57 Nolu Açıklama
Serbest rekabetçi çağ yavaş yavaş tekelleşme sürecine evirilip bir dünya sistemi olarak karşımıza çıkmasına koşut biçimde Osmanlı idaresinin çöküntüye doğru yüz tutmaya başladığı süreç, tüm çıplaklığıyla ortaya çıktı. Kapitalizmin yeni bir nitel evreye bürünmesi ile özellikle dönemin iki büyük sömürgeci devleti olan İngiliz ve Fransız emperyalizmi, gerek toprakların paylaşılması gerekse de pazarların kendi aralarında pay edilmesini esasta tamamlamışlardı. Diğer bir deyişle emperyalist-kapitalist devletlerin kendi aralarındaki çelişkilerden dolayı o ana kadar tek sömürgeleştirilmeyen üç devlet olan Osmanlı, Çin ve İran üzerinde dikkatlerini odaklamışlardı. O ana kadar bu üç devletin hala sömürgeleştirilmemesinin nedeni hem emperyalist-kapitalist devletler arasında ki çelişkiler hem de geniş, zengin ve fakir pazarlar oluşundan dolayı bu yerlerin stratejik öneme haiz olmaları hem de boğazların-kanalların tek başına her hangi bir emperyalist devletin eline geçmemesi vb. etkenler, doğallığında dünya pazarlarının tek patronu ve diğer emperyalist –kapitalist devletleri ciddi anlamda tehdit eden önemli güç odağı olacağından ötürü özellikle bu yerlerin herhangi bir devletin eline geçmesini istemiyorlardı. Osmanlı’nın ekonomik-siyasi-askeri olarak çöküntü evresine girmesine paralel olarak özellikle İngiliz ve Fransız emperyalistlerin Osmanlı’yı kendisine bağımlı yarı-sömürge, yarı-feodal bir devlet haline getirmesinin koşullarını büyük oranda olgunlaştırdı. Olgunlaşmaya yüz tutan bu ilişkiler doğallığında yarı-sömürge, yarı-feodal iktisadi ve sosyal ilişkilerin tüm Osmanlı devletine damgasını vuran bir noktaya evrilmiş olmasıdır.
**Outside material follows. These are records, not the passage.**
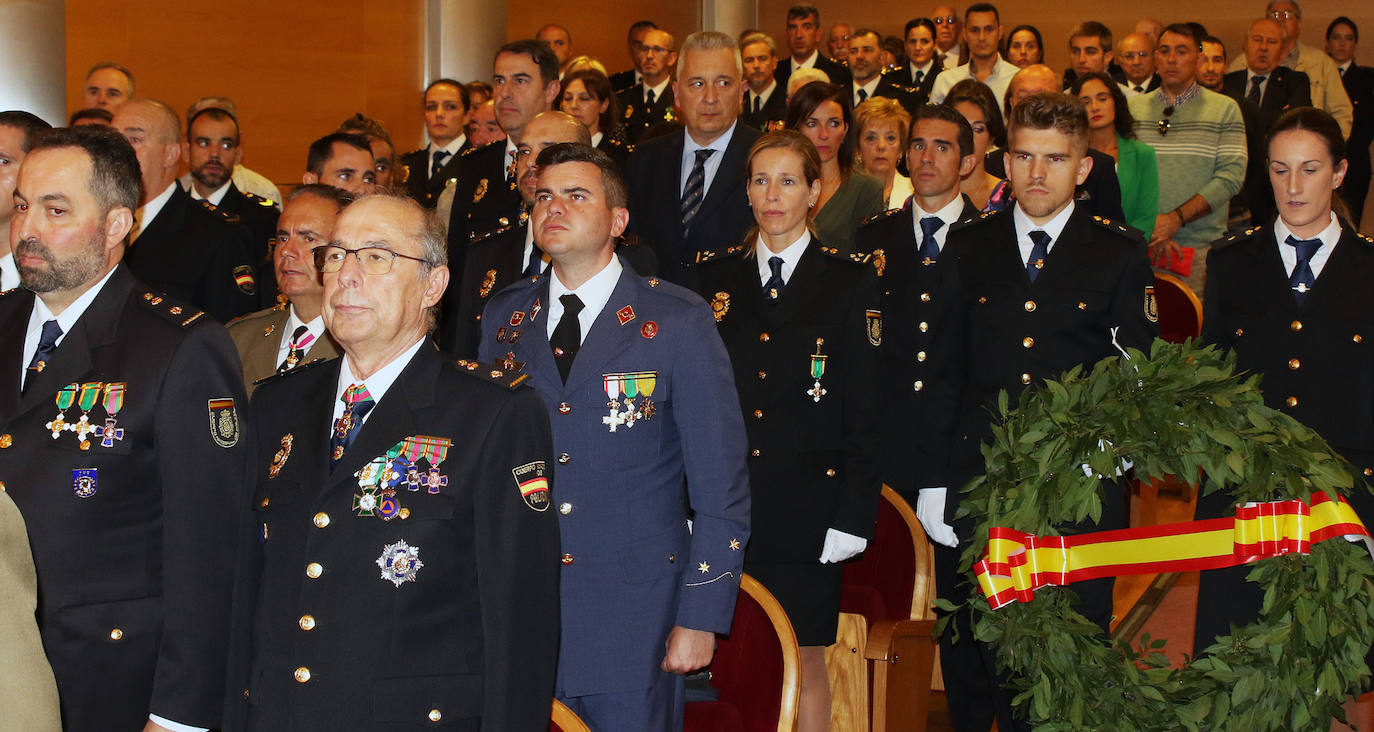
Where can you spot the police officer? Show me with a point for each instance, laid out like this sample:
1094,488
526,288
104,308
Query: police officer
1035,290
636,383
120,442
407,556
Esasta bu uşaklık ilişkilerinin miladı olarak kabul gören tarih kuşkusuz ki 1881’de Duyun-u Umumiye’nin Osmanlı idaresinin ipini tamamen (İngiliz ve Fransız emperyalizminin) ellerine almalarıyla alakalıdır. Bu süreç aynı zamanda Osmanlı topraklarında emperyalist-kapitalist devletlerin sınırsız biçimde cirit atmasıdır ve yer-altı, yer-üstü zenginlik kaynakları da talan etmesidir.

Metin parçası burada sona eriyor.